鹿児島県薩摩半島沖約50キロにある海底火山「鬼界カルデラ」。神戸大学の研究グループが2年間にわたりこの火山について調査を行い、カルデラ内に巨大な溶岩ドームがあることを突き止めました。

溶岩ドームの全容解明へ

神戸大学の練習船「深江丸」が神戸を出航したのは去年10月18日。神戸大学ではおととしから3回にわたり、鹿児島県の薩摩半島沖にある海底火山「鬼界カルデラ」調査を行ってきました。

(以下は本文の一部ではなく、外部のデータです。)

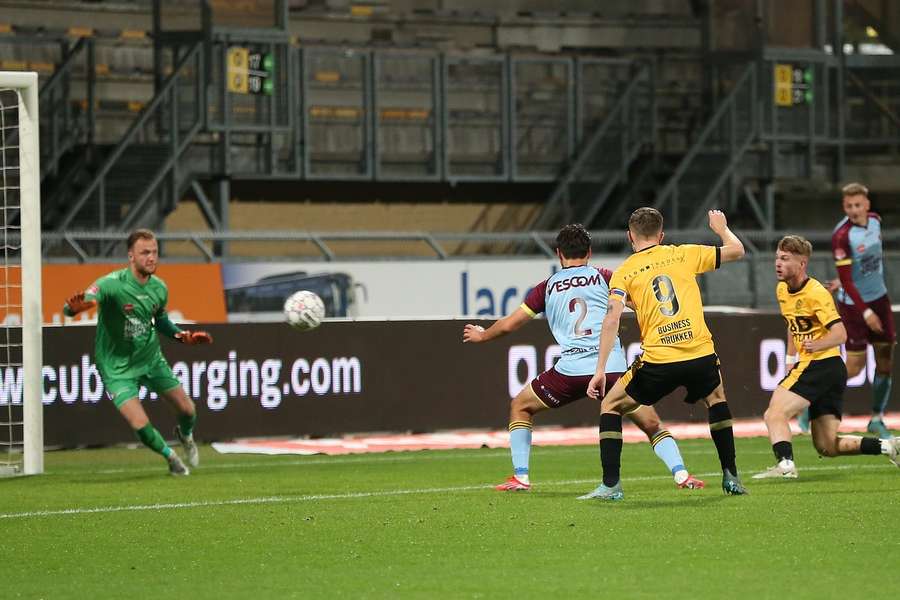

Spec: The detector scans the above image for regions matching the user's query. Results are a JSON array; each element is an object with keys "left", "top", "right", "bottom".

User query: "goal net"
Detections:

カルデラとは鍋のようなへこみのある土地のことで、その大きさは直径2キロ以上、阿蘇山はその代表的なものです。鬼界カルデラの場合、海底に鍋のような形をした窪地が広がっているのです。

そして今回の調査の目的は、直径約20キロにも及ぶ鬼界カルデラの中で発見された巨大なドーム状の溶岩の全容解明です。調査には水深2000メートルまで高感度カメラで探査できる水中ロボットや、音波で海底地形の構造を調べることできる最新鋭の機器などが投入され、世界でもあまり例がない海底溶岩ドームの実態に迫りました。

世界最大規模の溶岩ドーム

そして集められたデータをもとに、溶岩ドームの全容がCGで表現されました。その成果が権威あるイギリスの科学誌「ネイチャー」系のインターネット版に掲載されました。

「本当に崖もシャープだし中の地形もシャープに残っていて、最初見たときはびっくりした、『なんちゅうこっちゃ』と思った。これくらいの解像度でできたのは世界で初めて」(神戸大学海洋底探査センター 巽好幸センター長(教授))

データをもとに詳細に画像化された巨大溶岩ドームの姿、2重になったカルデラの淵の中に大きく盛り上がった溶岩ドームがあります。

さらに地震波の調査でわかった断面図で見ると、中央の盛り上がった部分が溶岩ドーム。高さは約600メートル、直径約10キロメートルあり、体積は32立方キロメートル以上もあることがわかりました。世界で最大規模の大きさです。

「溶岩ドームだとするとものすごい量、体積でいうと30、40立方キロメートル、桜島の3倍くらいの火山がここに1個、カルデラができた後にできた」(神戸大学 巽好幸教授)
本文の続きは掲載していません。